Placez les restaurations dans des réseaux isolés, changez les identifiants, et désactivez explicitement la connectivité sortante vers les services de production. Aussi : renommez le cluster et ajoutez des bannières visibles dans la supervision.
10) Quel est l’indicateur unique que je souhaite que chaque équipe suive ?
« Temps depuis le début de l’incident jusqu’aux données restaurées et validées ». Pas « sauvegarde réussie ». Pas « WAL archivé ». Le résultat de bout en bout est ce que l’entreprise expérimente.
Prochaines étapes qui réduisent vraiment le risque
Si vous ne faites rien d’autre ce trimestre, faites ceci : planifiez un exercice PITR, exécutez-le sur une infrastructure qui ressemble à la production, et notez exactement où vous vous êtes embrouillés. Cette confusion est votre futur incident.

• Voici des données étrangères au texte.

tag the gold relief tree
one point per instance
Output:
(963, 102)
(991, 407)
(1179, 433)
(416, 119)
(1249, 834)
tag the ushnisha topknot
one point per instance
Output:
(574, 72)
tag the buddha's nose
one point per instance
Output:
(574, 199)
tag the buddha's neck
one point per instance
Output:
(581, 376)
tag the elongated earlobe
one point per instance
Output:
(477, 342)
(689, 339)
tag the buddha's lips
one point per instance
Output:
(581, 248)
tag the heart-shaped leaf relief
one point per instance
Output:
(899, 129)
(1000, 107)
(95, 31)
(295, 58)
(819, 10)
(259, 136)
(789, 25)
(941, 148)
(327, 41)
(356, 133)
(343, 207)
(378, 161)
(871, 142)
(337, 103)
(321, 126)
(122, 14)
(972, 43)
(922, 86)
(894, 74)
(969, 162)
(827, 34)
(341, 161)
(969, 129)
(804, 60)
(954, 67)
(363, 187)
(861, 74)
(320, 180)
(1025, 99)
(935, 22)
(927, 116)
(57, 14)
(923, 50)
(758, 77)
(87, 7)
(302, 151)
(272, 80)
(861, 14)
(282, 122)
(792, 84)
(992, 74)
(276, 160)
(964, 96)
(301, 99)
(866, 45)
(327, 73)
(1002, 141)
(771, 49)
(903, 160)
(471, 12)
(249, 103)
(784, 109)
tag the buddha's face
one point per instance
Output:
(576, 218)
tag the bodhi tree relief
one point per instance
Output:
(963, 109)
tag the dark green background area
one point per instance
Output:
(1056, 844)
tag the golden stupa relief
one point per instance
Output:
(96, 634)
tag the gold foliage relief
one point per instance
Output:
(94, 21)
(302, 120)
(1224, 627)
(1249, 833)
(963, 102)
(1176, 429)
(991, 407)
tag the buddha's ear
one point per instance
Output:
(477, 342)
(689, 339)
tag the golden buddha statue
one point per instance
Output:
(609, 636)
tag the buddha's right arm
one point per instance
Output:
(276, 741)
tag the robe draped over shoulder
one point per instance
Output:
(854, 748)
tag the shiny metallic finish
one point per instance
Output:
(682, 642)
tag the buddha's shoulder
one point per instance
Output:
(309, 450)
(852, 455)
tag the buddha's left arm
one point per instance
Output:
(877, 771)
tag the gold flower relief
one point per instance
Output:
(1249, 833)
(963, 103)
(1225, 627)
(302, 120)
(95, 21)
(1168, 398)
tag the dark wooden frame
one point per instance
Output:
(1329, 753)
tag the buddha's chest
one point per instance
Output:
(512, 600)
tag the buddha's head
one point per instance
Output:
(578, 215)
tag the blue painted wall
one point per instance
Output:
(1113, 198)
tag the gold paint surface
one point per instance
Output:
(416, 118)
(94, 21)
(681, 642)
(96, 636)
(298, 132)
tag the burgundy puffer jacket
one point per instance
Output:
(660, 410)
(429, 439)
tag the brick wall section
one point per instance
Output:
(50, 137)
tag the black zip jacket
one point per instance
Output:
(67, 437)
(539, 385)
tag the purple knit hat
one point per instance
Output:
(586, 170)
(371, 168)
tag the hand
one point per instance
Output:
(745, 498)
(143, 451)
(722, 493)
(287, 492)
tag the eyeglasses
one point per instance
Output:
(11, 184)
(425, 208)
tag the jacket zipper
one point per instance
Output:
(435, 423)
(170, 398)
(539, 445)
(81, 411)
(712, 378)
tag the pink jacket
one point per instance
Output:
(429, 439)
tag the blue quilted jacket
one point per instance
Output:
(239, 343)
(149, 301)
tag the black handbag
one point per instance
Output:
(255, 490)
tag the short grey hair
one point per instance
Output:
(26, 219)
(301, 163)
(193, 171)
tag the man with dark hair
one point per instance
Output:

- Choisissez une base de données (celle qui fait le plus mal) et effectuez une restauration vers un temps marqueur connu.
- Instrumentez la chaîne : alertez sur les échecs d’expédition binlog/WAL et la fraîcheur des archives.
- Standardisez les cibles : horodatages UTC plus une position/LSN/GTID quand c’est possible.
- Mesurez le RTO et décidez s’il faut investir dans du stockage plus rapide, des sauvegardes de base plus fréquentes ou des fenêtres de replay plus petites.
- Mettez à jour le runbook immédiatement après l’exercice, tant que la douleur est fraîche et que les leçons sont honnêtes.
La PITR n’est pas une fonctionnalité que vous activez. C’est une compétence que vous entraînez. La restauration se moque de la confiance que vous affichez en réunion.